Les invisibles

alice ronchi

alice ronchi greetings project


«  Je veux passer les 6 prochains mois à saluer les passants, tous les jours.  »

Incongru ou simplement généreux, ce projet a pourtant vu le jour. Alice Ronchi, artiste milanaise dont la joie inhérente submerge chacun de ses écrits, entreprend de dépeindre le banal par le banal. En 2016, la galerie Francesca Minini propose un espace temporaire à la jeune artiste dans une zone commerciale de Milan. La façade, constituée de larges vitrines, subjugue Alice qui, ni une ni deux, imagine une performance digne d’un film de Jacques Tati.
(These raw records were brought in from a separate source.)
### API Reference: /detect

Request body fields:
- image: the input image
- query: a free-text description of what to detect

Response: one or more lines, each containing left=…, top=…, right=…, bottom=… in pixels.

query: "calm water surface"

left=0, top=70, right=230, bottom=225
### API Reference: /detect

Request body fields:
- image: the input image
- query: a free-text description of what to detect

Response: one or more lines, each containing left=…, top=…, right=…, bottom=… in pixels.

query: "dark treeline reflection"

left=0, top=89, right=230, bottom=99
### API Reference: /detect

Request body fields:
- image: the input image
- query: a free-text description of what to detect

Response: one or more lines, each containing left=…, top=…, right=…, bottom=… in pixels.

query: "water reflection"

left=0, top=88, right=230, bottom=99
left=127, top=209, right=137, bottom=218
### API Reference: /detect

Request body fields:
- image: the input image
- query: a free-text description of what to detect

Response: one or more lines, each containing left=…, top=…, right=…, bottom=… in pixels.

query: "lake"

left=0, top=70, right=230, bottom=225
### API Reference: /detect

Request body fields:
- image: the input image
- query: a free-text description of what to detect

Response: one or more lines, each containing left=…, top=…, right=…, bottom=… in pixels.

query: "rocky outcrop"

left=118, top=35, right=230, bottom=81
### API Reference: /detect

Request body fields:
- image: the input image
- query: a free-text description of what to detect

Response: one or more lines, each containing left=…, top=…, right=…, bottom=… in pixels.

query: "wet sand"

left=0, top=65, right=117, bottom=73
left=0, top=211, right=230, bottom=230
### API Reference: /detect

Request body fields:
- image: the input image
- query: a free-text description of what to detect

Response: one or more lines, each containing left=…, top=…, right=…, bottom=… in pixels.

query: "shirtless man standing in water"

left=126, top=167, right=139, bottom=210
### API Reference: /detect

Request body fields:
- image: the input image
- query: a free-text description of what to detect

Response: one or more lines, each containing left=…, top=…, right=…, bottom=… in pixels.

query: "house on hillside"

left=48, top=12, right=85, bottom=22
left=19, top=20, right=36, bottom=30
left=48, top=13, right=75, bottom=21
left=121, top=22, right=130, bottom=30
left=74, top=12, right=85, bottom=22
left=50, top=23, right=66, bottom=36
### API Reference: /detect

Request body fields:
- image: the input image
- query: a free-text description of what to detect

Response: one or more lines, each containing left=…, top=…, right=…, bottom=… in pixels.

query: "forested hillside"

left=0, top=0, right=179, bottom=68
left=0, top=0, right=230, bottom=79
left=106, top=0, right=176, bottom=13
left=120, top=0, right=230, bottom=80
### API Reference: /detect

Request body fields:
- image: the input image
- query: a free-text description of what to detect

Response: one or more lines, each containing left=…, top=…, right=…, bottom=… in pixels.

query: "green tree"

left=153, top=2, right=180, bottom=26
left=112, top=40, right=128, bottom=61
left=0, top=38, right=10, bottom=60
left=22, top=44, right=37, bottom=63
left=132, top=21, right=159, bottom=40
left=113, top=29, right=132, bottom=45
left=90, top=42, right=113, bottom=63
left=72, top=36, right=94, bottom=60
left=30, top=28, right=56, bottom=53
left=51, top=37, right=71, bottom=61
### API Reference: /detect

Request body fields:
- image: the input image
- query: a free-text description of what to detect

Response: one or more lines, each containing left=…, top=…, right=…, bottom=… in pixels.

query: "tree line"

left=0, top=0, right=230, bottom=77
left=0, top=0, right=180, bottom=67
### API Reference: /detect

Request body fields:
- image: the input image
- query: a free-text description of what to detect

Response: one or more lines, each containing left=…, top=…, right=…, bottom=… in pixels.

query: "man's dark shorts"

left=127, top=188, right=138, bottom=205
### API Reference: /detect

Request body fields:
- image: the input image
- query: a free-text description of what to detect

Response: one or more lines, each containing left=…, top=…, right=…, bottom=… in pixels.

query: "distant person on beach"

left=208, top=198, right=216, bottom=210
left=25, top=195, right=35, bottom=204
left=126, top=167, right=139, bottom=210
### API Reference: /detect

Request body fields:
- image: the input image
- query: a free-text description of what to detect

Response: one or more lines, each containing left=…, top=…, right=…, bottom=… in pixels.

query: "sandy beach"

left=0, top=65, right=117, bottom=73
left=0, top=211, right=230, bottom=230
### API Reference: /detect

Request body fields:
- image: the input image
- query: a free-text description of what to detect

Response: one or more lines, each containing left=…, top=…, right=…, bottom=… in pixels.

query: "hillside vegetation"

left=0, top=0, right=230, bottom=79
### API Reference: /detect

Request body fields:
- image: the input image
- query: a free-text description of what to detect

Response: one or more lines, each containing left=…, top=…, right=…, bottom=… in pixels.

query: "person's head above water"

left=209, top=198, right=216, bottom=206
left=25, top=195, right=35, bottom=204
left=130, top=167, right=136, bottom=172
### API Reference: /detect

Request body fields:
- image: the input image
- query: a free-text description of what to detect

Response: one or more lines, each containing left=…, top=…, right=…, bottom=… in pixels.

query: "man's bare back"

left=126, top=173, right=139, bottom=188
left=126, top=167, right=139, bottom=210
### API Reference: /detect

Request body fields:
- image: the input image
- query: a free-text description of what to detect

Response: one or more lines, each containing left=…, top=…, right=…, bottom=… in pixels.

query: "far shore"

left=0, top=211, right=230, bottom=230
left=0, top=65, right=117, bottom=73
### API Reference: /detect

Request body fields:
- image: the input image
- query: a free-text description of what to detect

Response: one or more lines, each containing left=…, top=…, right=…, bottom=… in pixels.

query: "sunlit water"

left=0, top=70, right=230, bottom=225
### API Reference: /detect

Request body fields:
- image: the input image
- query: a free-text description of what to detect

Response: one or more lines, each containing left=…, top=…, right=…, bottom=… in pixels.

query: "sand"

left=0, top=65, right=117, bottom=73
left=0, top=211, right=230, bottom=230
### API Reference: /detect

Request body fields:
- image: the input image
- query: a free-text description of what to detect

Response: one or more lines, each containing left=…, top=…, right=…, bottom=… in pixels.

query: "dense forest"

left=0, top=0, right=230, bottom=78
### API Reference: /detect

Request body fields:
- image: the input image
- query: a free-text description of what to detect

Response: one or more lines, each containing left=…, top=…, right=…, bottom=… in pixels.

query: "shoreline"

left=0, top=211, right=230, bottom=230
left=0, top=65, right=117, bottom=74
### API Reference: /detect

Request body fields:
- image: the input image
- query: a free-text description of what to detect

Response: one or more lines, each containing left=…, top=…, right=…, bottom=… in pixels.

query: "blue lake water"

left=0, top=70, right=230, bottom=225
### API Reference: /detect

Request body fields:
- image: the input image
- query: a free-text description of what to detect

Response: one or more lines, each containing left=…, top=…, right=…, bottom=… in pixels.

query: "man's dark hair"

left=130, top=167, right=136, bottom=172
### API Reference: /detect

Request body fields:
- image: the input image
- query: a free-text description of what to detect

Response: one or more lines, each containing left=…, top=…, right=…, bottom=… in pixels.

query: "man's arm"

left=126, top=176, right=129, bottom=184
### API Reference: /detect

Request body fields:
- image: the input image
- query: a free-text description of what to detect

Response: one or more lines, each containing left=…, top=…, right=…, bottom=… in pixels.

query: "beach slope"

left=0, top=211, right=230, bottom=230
Fascinée par la gestuelle des agents de nettoyage qui astiquent frénétiquement les carreaux des vitres, Alice Ronchi contacte ces travailleurs de l’invisible et leur propose d’intégrer le projet.

Comment les agents de nettoyage ont-ils reçu l’idée  ?

J’ai envoyé une lettre par email à un certain nombre de compagnies de nettoyage dans laquelle j’ai expliqué mes intentions. La lettre commence ainsi  :

« En marchant dans la rue, je me suis retournée et j’ai vu un homme dans un grand magasin en train de nettoyer la vitre. Ses gestes étaient très élégants:
Avec un bras tendu vers le haut, il agrippa un tissu coloré qu’il agitait en balançant son corps de droite à gauche, puis de nouveau à droite.
Il a dessiné plusieurs lignes sinueuses, toutes imaginaires,
comme s’il nettoyait un arc-en-ciel.
Je suis restée là à regarder, puis j’ai souri.
J’ai pensé qu’il me saluait.
Il a souri aussi. « 

Heureusement, ceux qui ne me prenaient pas pour folle m’ont répondu et ont accepté de participer au projet. Ils étaient pour la plupart sensibles au fait qu’on regarde leur profession sous un autre angle. Ces interactions étaient déjà très particulières pour moi et bien qu’elles même si elles ne sont pas visibles dans l’installation, elles marquent un point de départ. La question de perception, le regard de l’autre sont des thématiques centrales dans ce projet.

 

As-tu élaboré des chorégraphies spécifiques ou est-ce-que tout reposait sur l’improvisation  ?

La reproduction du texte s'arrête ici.